大田原高山岳部員のブログ2018-03-29

■快晴
 産経新聞の報道記事を見つけて、大田原高校山岳部員(部長)の実名サイトがあることを知りました。
 3月から始めていたらしいです。
 内容は・・・とても良い! ほぼ全面的に共感できます。
 このまま歩んでいってほしい。
 「山の羅針盤」 http://exhibuit.jp/

市民が行う里山の調査活動2018-01-20

■曇
 1月20日(土)、以前フェイスブックに情報が出ていた「モニタリングサイト1000里地調査報告会」というイベントに出席してきました。
 略して「モニ1000里地調査」とは、環境省(生物多様性センター)と日本自然保護協会が連携して運営しているプロジェクトです。
 「モニ1000」全体の調査対象は、日本のさまざまな生態系(高山帯、森林・草原、里地里山、湖沼・湿原、沿岸域、島しょ)で、合計約1020カ所あるそうです(2015年)。
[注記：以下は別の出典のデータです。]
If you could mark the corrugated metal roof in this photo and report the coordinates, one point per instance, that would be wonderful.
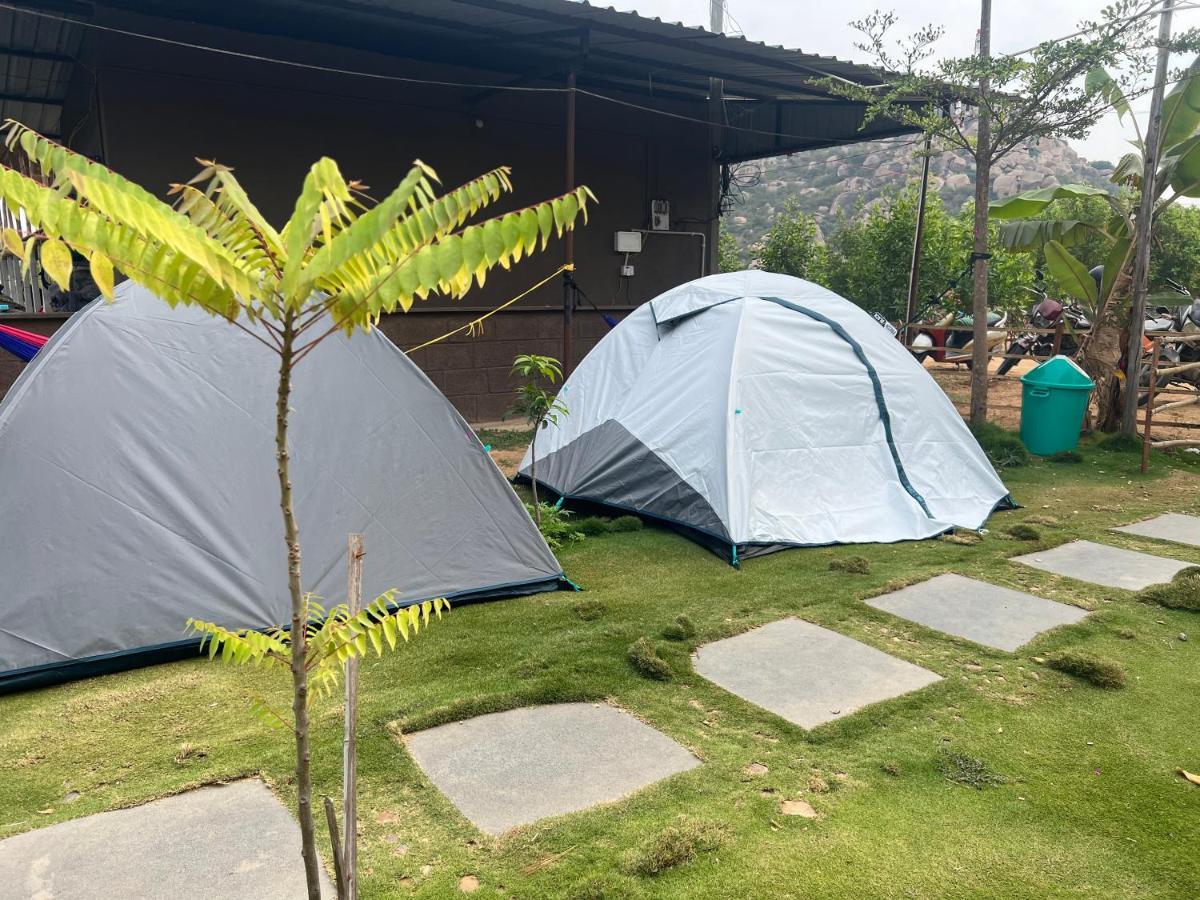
(36, 60)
そのうち里地里山は約200カ所です。今回のイベントは里地里山対象のもので、本格的な調査を開始した2008年以降、10年の節目を迎えての報告会でした。
 きちんと説明すると長くなりますが、端折って言いますと、モニタリングというのは対象エリアの中でどんな種類の生物がどれくらい生息するかを観察・記録することです。
 「モニ1000」の大きな特徴は、実際の調査活動を各地の市民(団体または個人)が担当していることです。里山保護活動を行ってきた団体が多いようですが、ほかにも、地域企業、博物館・動物園、公園管理事務所、大学・高校の研究活動のように、さまざまな主体が調査に関わっているそうです。それらと連絡調整を行う事務局は日本自然保護協会内にあります。
・調査員は、モニタリング調査を実施しデータを提供します。
・事務局は、マニュアルを提供し、説明会や調査講習会を行い、調査内容を統一化します。また、集まったデータを解析しさまざまな形で還元します。
・自治体、企業、地域NPO、博物館または大学、地権者、地域住民などからは、さまざまな協力を得られる可能性があります。
・環境省はプロジェクト全体をバックアップします。

モニ1000里地調査の体制図

 会場には目測150人ほどの出席者が集まって、親密な雰囲気の中にも活気がありました。
 そして、しだいに勘の鈍い私でも、「これは相当コアな人々の集まりなのだな……」と思えてきました。実際に調査活動をしている人たちに加えて、大学や諸団体の研究者などがほとんどではないでしょうか? 私のようなフリーの参加者は相当影が薄かったように思います。
 それでも、第1部の基調講演2題(2時間)、第3部の調査事例紹介3題(1時間25分)、すべて貴重なお話でおもしろかったです。
 特に基調講演の2番目(帝京科学大学・江田慧子さん)で、地道な調査研究を続けてゆくだけでなしに、地域企業との連携、各地の調査研究チームとのコラボ、地権者や農業経営者などを巻き込んでゆく手法、子どもの環境教育への展開など、周囲の人と社会にどんどん働きかけて動かしてゆくという提案は、とても大事なところをついていると思いました。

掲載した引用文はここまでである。